L’étude sur l’équipe de basket de Stanford : Données clés et ampleur des effets
Mah et al. (2011, publié dans SLEEP) ont recruté 11 joueurs de basket masculins de division I de la NCAA à Stanford. Après une période de référence de 2 à 4 semaines où ils maintenaient leur sommeil habituel, les sujets sont entrés dans une phase d’extension du sommeil de 5 à 7 semaines (objectif : 10 heures au lit par nuit). Les résultats montrent : le temps de sprint en navette de 282 pieds (environ 86 mètres) est passé de 16,2 secondes au départ à 15,5 secondes (amélioration d’environ 0,7 seconde, p<0,001) ; le taux de réussite aux lancers francs a augmenté de 9 % (en valeur absolue), celui des tirs à trois points de 9,2 % ; le temps de réaction (PVT) s’est amélioré et le score de somnolence diurne (échelle d’Epworth) a diminué. Ces ampleurs d’effet sont considérables dans le contexte du sport d’élite, car le plafond technique des meilleurs joueurs NCAA est déjà très élevé, et pourtant la simple extension du sommeil a permis une amélioration de près de 10 % du taux de réussite. Il est à noter que l’amélioration n’est pas apparue immédiatement, mais s’est accumulée au fil des semaines d’extension du sommeil, suggérant un processus de remboursement de la « dette de sommeil » (sleep debt). Le sommeil réel des joueurs pendant la période de référence était d’environ 6,5 à 7 heures, et l’extension moyenne pendant la phase d’intervention était d’environ 110 minutes supplémentaires, ce qui signifie que la plupart des athlètes d’élite souffrent d’un manque de sommeil chronique sans en avoir conscience.

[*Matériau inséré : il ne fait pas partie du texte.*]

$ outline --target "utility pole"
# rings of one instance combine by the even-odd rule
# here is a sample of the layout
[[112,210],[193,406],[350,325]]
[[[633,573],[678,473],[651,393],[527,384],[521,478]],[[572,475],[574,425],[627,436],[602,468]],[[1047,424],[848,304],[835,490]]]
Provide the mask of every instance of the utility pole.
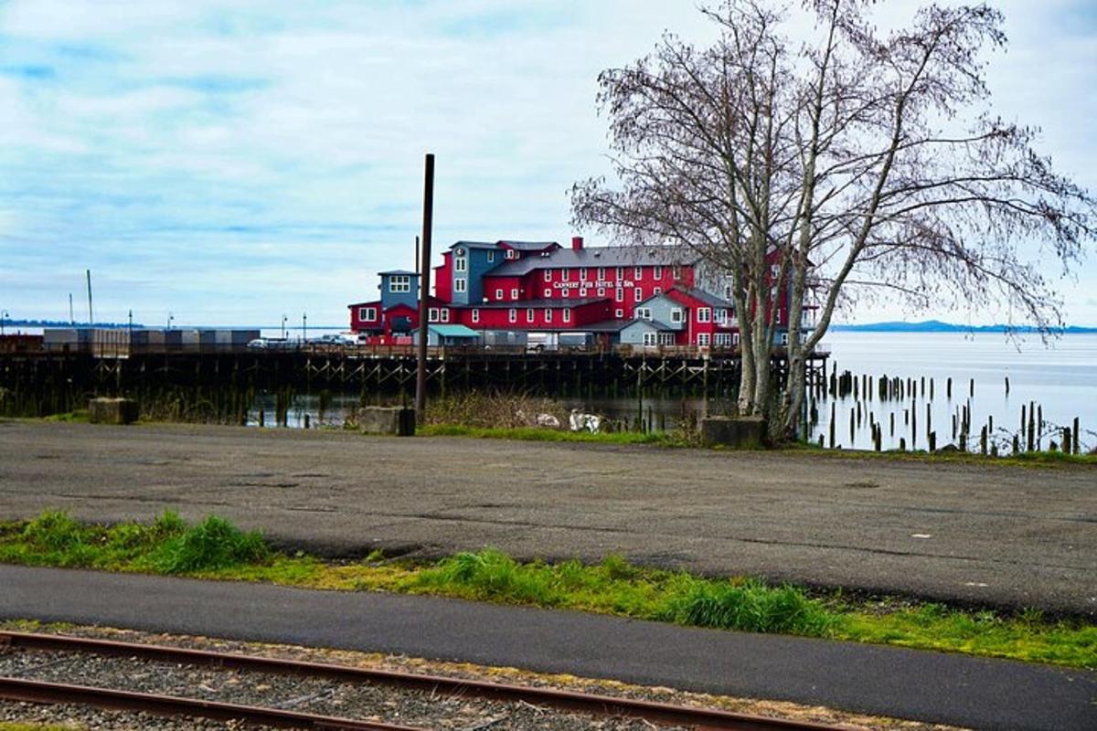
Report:
[[87,272],[88,272],[88,327],[90,328],[95,324],[95,316],[92,313],[91,309],[91,270],[87,270]]
[[422,181],[422,252],[419,255],[419,353],[415,378],[415,413],[421,424],[427,413],[427,297],[430,292],[430,235],[434,219],[434,155],[427,153]]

| Indicateur | Référence (sommeil habituel) | Après extension du sommeil | Changement | Significativité statistique |
|---|---|---|---|---|
| Sprint 282 pieds | 16,2 s | 15,5 s | -0,7 s | p<0,001 |
| Lancers francs | Référence | +9 % | Amélioration | p<0,001 |
| Tirs à trois points | Référence | +9,2 % | Amélioration | Significatif |
| Temps de réaction PVT | Plus lent | Plus rapide | Amélioration | p<0,05 |
| Fatigue subjective (POMS) | Plus élevée | Diminuée | Amélioration | Significatif |
Mécanismes physiologiques : Hormone de croissance, consolidation mnésique et fatigue centrale
L’amélioration des performances liée à l’extension du sommeil implique au moins trois mécanismes. Premièrement, pendant le sommeil lent profond (SLP), l’hypophyse sécrète l’hormone de croissance (GH) de manière pulsatile ; environ 70 % de la GH quotidienne est libérée lors du premier cycle de sommeil profond après l’endormissement. La GH stimule la production d’IGF-1, favorisant la réparation des fibres musculaires et la resynthèse du glycogène ; prolonger le sommeil équivaut à élargir la fenêtre anabolique. Deuxièmement, la mémoire procédurale — les habiletés motrices comme le tir, les changements de rythme, les virages — dépend fortement de la consolidation mnésique pendant le sommeil ; le sommeil paradoxal (REM) et les fuseaux du sommeil participent à la réorganisation des poids synaptiques, ce qui explique pourquoi l’amélioration du « taux de réussite technique » est supérieure à celle des simples capacités physiques. Troisièmement, le manque de sommeil augmente la perception de fatigue du système nerveux central ; les signaux inhibiteurs du cortex préfrontal et du cortex cingulaire antérieur élèvent la « perception de l’effort » (RPE). Après une bonne nuit de sommeil, la même puissance de sortie semble plus facile, permettant à l’athlète de maintenir une intensité plus élevée plus longtemps.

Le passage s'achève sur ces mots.